John D. Gogola, 44, is accused of diverting $18,891 from UNItix, a centralized system for selling tickets to sporting events and other performances.
The 99-page audit report, released Wednesday, says Gogola made 284 improper transactions from Aug. 1, 2008, to Aug. 31, 2010, transferring $16,412 from UNItix to his personal debit and credit cards in a complex scheme that was difficult to untangle.
“The individual who committed this fraud went through a particularly complicated scheme,” said State Auditor David Vaudt. “He made the actual fraud more complicated than it had to be, performing a number of transactions to cover his trail.”
Most of the missing money came from UNItix, but 12 patrons lost a total $1,268. UNI has contacted all of the patrons and will cut them checks for the losses, said Steve Carignan, assistant vice president for administration and financial services/executive director, Gallagher-Bluedorn Performing Arts Center.
In many cases, Gogola routed patrons’ credit card payments to his personal accounts, issuing the patrons tickets, but voiding the tickets after the event had occurred, the audit states.
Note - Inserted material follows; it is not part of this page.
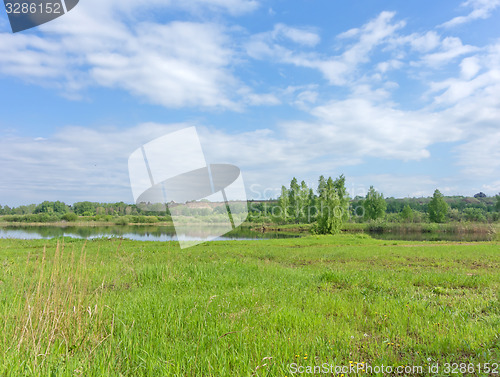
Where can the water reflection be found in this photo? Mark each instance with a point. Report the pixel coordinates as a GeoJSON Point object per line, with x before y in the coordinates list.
{"type": "Point", "coordinates": [133, 232]}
Gogola also listed bogus names, like “Eric Waterloo”, on transactions and, in one case, created an account under a student’s name, the audit found.
Gogola charged his personal debit and credit cards $4,973 to make the transactions balance, the audit found.
UNI was alerted to the alleged fraud in October 2010 when a patron called to say that she hadn’t received the four men’s season basketball tickets for which she had paid $996 earlier in the year.
Although Gogola had resigned from UNI in August 2010, UNI staff were able to determine that the $996 had been routed to Gogola’s personal credit card, the audit found. A gift certificate had been issued for $1,004 that Gogola indicated should be applied to the patron’s tickets, but Gogola had already redeemed the certificate to pay for two other patrons’ orders, the audit found.
Gogola dropped off a check for $996 in November 2010 with a note that said: “Since I never have time to come in, and it was my mistake, here is payment for [PATRON NAME]’s tickets.”
UNI officials contacted the state auditor’s office to request a special investigation.
Gogola was booked into the Black Hawk County Jail Wednesday and is being held on $50,000 bond. First-degree theft is a Class C felony punishable by up to 10 years in prison. If Gogola is convicted of a crime, UNI could pursue restitution to repay the missing funds.
Gogola was hired by UNI in 2006 as a student employee. He became UNItix assistant director in August 2009, after graduating from the university, Carignan said.
State auditors recommended UNI improve checks and balances in the UNItix office, which processes hundreds of thousands of transactions a year.
UNI has already added video cameras to all computers that process patron payments so officials can review these transactions if necessary, Carignan said. Two people must now confirm the list of tickets to be voided after events and the voiding must be done within 24 hours of the event, he said.